Ainsi, Marion a un nouvel homme dans sa vie. Adam Goldberg a en effet cédé la place à... Chris Rock! L'humoriste, réputé pour son approche cinglante, joue ici le straight man dans cette famille un peu dingue.

«Chris ayant été le premier acteur à qui j'ai pensé, j'ai contacté son agent et tout s'est ensuite fait de façon très simple, raconte Julie Delpy. J'ai expliqué le sujet du film à Chris au cours d'une conversation et l'idée lui a plu, d'autant qu'il avait déjà bien aimé 2 Days in Paris. J'ai ensuite pu écrire le scénario en fonction de lui. Chris a particulièrement apprécié le fait que son personnage soit le plus «raisonnable» de la bande, alors qu'on s'attend au contraire. Il aimait aussi le fait que la mixité du couple ne soit pas du tout un enjeu dans l'histoire. Dans le cinéma américain, c'est beaucoup plus rare.»
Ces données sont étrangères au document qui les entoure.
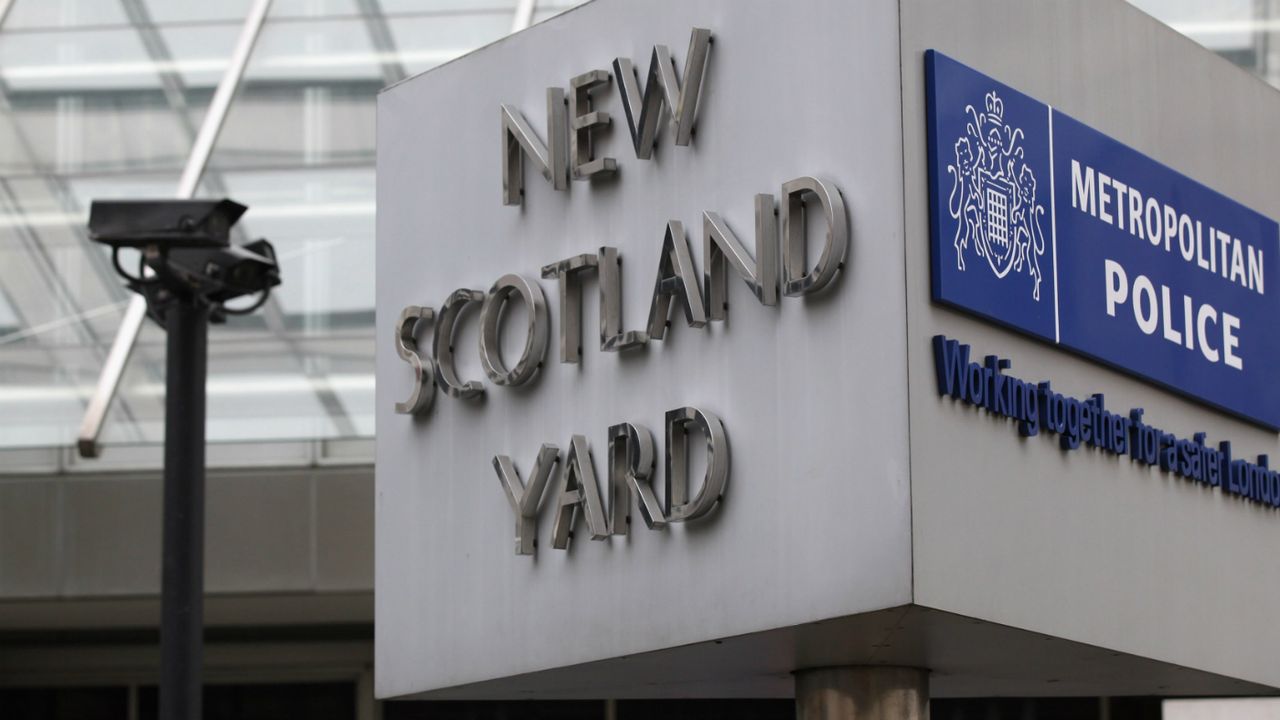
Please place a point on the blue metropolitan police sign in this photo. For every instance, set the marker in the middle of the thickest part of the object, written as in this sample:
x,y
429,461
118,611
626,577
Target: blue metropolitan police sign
x,y
1047,226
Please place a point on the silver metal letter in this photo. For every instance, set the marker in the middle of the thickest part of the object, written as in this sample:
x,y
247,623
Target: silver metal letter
x,y
580,491
424,368
795,279
612,336
442,345
721,244
663,91
535,332
571,302
676,278
631,469
581,149
679,506
524,499
519,140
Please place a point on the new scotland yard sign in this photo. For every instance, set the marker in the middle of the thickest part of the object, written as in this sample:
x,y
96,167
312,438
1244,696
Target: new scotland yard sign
x,y
1052,228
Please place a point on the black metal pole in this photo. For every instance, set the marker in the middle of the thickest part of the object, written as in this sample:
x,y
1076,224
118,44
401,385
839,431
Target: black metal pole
x,y
183,569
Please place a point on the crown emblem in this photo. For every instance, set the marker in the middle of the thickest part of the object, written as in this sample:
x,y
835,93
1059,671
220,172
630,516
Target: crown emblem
x,y
995,109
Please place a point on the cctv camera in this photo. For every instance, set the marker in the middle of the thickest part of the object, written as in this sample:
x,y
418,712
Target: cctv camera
x,y
225,273
163,223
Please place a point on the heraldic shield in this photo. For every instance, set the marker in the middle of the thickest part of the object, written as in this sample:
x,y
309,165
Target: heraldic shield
x,y
990,183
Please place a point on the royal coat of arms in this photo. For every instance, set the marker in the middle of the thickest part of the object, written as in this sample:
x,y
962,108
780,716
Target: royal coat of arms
x,y
993,196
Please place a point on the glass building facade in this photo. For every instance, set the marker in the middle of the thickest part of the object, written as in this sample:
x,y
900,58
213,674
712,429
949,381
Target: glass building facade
x,y
104,99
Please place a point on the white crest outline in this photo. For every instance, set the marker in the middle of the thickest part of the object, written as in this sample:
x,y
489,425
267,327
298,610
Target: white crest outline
x,y
993,196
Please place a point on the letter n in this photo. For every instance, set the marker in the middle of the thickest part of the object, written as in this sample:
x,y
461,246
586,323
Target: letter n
x,y
519,140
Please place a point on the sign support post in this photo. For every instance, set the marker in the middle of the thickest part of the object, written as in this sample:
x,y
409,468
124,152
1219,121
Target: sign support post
x,y
853,692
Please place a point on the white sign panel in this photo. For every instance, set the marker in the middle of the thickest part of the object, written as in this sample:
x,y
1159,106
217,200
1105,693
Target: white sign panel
x,y
641,379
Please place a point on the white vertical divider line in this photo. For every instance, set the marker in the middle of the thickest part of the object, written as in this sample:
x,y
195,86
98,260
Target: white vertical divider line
x,y
524,16
1052,222
122,347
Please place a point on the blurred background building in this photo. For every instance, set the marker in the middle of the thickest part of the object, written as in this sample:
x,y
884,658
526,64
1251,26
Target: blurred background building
x,y
104,99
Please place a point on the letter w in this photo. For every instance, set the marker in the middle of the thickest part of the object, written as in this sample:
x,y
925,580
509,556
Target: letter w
x,y
951,360
663,91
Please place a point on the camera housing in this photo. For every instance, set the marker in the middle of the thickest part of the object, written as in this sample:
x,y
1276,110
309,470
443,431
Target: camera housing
x,y
186,253
170,223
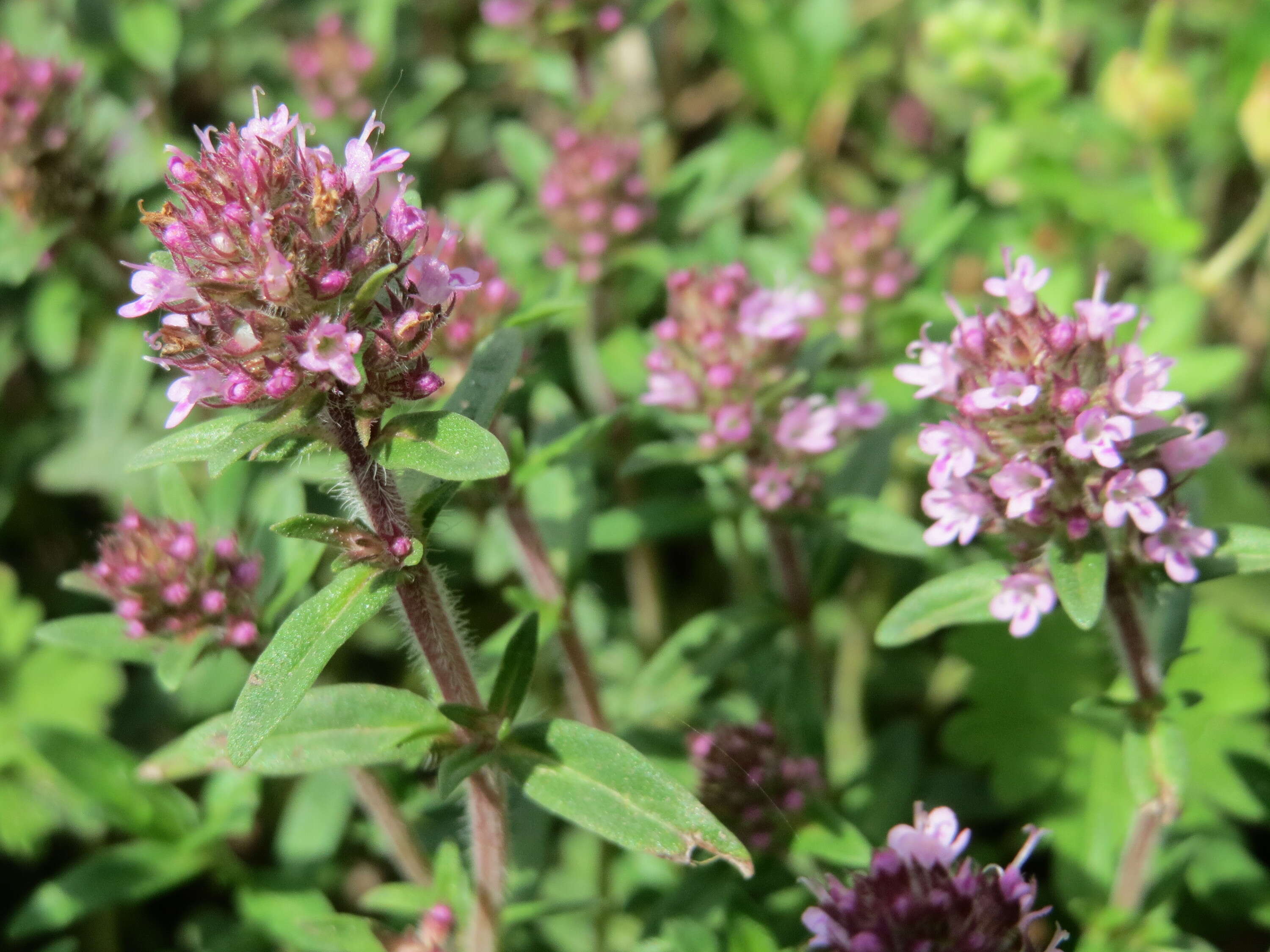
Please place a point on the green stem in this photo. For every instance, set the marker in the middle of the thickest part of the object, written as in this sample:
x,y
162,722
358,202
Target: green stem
x,y
1239,247
426,608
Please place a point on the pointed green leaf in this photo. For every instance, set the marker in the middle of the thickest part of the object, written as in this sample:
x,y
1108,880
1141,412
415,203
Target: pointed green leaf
x,y
516,669
460,765
127,872
604,785
190,443
340,725
444,445
879,528
101,636
1241,550
299,652
959,597
1080,577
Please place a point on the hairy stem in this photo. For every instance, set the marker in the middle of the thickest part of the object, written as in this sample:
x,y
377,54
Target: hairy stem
x,y
383,810
543,581
423,603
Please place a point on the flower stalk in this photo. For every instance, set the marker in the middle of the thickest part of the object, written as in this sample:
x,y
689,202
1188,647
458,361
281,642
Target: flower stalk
x,y
427,614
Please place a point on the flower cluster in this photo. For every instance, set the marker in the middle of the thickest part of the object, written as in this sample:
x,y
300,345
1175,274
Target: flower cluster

Il faut dire que les trois personnages venus de France ne donnent pas leur place. La soeur délurée (Alexia Landeau), le petit ami de cette dernière (Alexandre Nahon), dont la présence n'était pas prévue, sans oublier le patriarche délinquant, veuf depuis peu. Soulignons ici que les vrais parents de Julie Delpy, Marie Pillet et Albert Delpy, ont tenu le même rôle dans 2 Days in Paris, la fiction de leur fille. Marie Pillet a toutefois quitté ce monde il y a trois ans.

«Mes parents étaient des originaux, dit la réalisatrice. J'ai toujours eu un rapport très amical avec eux, davantage que des rapports parent-enfant. Pour 2 Days in New York, j'ai pu faire complètement abstraction de notre lien familial, tant sur le plan de l'écriture qu'au moment de la réalisation. Et puis, mon père est un acteur formidable qui a tout joué, tant les grands classiques que du théâtre de création.»

Voulant éviter les clichés de part et d'autre, tout en colorant les différences, Julie Delpy estime que l'image que les Américains se font des Français ne correspond pas tout à fait à la réalité. Et vice versa.

«Le vrai cliché, c'est cette notion du chic à la française, dit-elle. On croit que tous les Français sont très précieux, très sophistiqués. Or, même ceux qui font partie de la bourgeoisie ne le sont pas forcément. Ni même polis!»